Diyetle düzenli balık tüketiminin veya destek gıda maddesi olarak balık yağı ürünleri kullanımının, koroner kalp hastalığı riskini azalttığı ve ani kardiak ölümü önlediği uzun dönemdir bilinen önemli bir gerçektir. Balık ve balık yağının kardiovasküler hastalıklara karşı potansiyel koruyucu etkileri, ilk kez 1940’lı yıllarda İngiliz fizyolog Hugh Sinclair’in Eskimo diyetlerine atıfta bulunarak, bazı yağ asitlerinin yetersizliğinin kardiovasküler hastalıklara neden olabileceği hipotezi ile ifade edilmiştir [11]. Bunu izleyen dönemde yapılan çalışmalar, ilginç bir şekilde, Grönland adasında yaşayan Eskimo’ların diyetle çok yüksek düzeyde (total kalori alımının % 40’ı) yağ tüketmelerine karşın, kardiovasküler hastalıklardan ölüm oranın çok düşük olduğunu göstermiştir [12]. “Eskimo parodoksu” olarak da ifade edilen bu durumun açıklanabilmesi için bir seri epidemiyolojik çalışma planlanmış ve 1970’li yılların sonlarında Danimarkalı araştırmacılar Dyerberg ve Bang, bu toplumlardaki düşük kardiovasküler hastalık insidansını, balık ve balık-yiyen memelilerin (fok, balina, mors gibi) tüketiminin fazla olması ile açıklamışlardır [13]. Eskimo’lar gibi diyetlerinin önemli bir kısmını balık ve diğer deniz ürünlerinin oluşturduğu Japonlar ve Çinliler üzerinde yapılan epidemiyolojik çalışmalar da, balık tüketimi ile kardiovasküler hastalık riski arasında güçlü negatif bir ilişki olduğunu göstermiştir [14-16]. Günde en az 30-35 g balık tüketen erkeklerde, kardiovasküler hastalıklara bağlı ölüm oranının hiç balık tüketmeyen erkeklere göre % 40-50 daha az olduğu, kardiovasküler hastalığı olan bireylerin diyetlerine balık ve balık yağı eklendiğinde total ve kardiovasküler mortalitede azalma olduğunu, özellikle ani ölümlerin önemli düzeyde azaltıldığı saptanmıştır [17-20].

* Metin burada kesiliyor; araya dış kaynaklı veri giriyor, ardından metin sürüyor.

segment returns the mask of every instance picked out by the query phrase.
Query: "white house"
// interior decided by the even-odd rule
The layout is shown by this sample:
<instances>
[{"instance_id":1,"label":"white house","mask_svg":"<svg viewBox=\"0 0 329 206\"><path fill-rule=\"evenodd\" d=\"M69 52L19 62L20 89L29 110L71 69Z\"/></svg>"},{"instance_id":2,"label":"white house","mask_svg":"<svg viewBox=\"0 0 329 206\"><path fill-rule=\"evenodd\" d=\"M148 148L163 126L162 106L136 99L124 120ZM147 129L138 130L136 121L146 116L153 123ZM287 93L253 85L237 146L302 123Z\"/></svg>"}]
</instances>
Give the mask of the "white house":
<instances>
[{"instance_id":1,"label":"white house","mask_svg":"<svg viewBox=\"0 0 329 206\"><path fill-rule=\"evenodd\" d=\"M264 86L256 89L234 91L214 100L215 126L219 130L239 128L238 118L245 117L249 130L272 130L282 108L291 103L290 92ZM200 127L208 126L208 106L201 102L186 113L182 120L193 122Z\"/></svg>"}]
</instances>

Bunların dışında, tüketilen balığın türü ve hazırlanma şeklinin de kardiovasküler hastalıklara karşı koruyucu etkinliğinde önemli olabileceği vurgulanmaktadır [21]. Danimarkalı araştırmacılar da balık yağlarının kalp atış hızını ayarlıyarak kalbi koruduğunu bulmuşlardır [22].

Kalp ve damar hastalıklarından korunmak veya bu hastalıkların ilerlemesini önlemek için diyette yapılan değişikliklerin temel amacı, kan lipid düzeyinin normal aralıkta tutulmasıdır. Bunun için, diyetin doymuş yağ asitleri içeriğini azaltan ve çoklu doymamış yağ asitleri içeriğini artıran besinler diyete eklenir ki bu da doymuş yağ asidi içeriği zengin olan kırmızı et, domuz eti, tam yağlı süt gibi hayvansal kaynaklı besinlerin diyette azaltılması, onun yerine balık tüketimin artırılması önerisini beraberinde getirmektedir [23]. Çünkü bugün artık çok iyi bilinmektedir ki, balık tüketimi ile serum trigliserit düzeyi azalmakta ve HDL kolesterol düzeyi artmaktadır [12,16, 23-24].

Balık tüketiminin tansiyon düşürücü potansiyelinin kardiovasküler hastalıklara karşı yararlı etkileri arasında küçük bir paya sahip olabileceği düşünülmektedir Ancak belirtilmesi gerekir ki kan basıncının normalize edilmesinde kullanılması öngörülen balık yağı miktarı oldukça yüksektir. Bu düzeyde kullanımlarının kan reolojisi üzerine bazı olumsuz etkileri olabildiği gibi kullanılan bazı ilaçların da etkilerini artırabilmekte veya azaltabilmektedir [16].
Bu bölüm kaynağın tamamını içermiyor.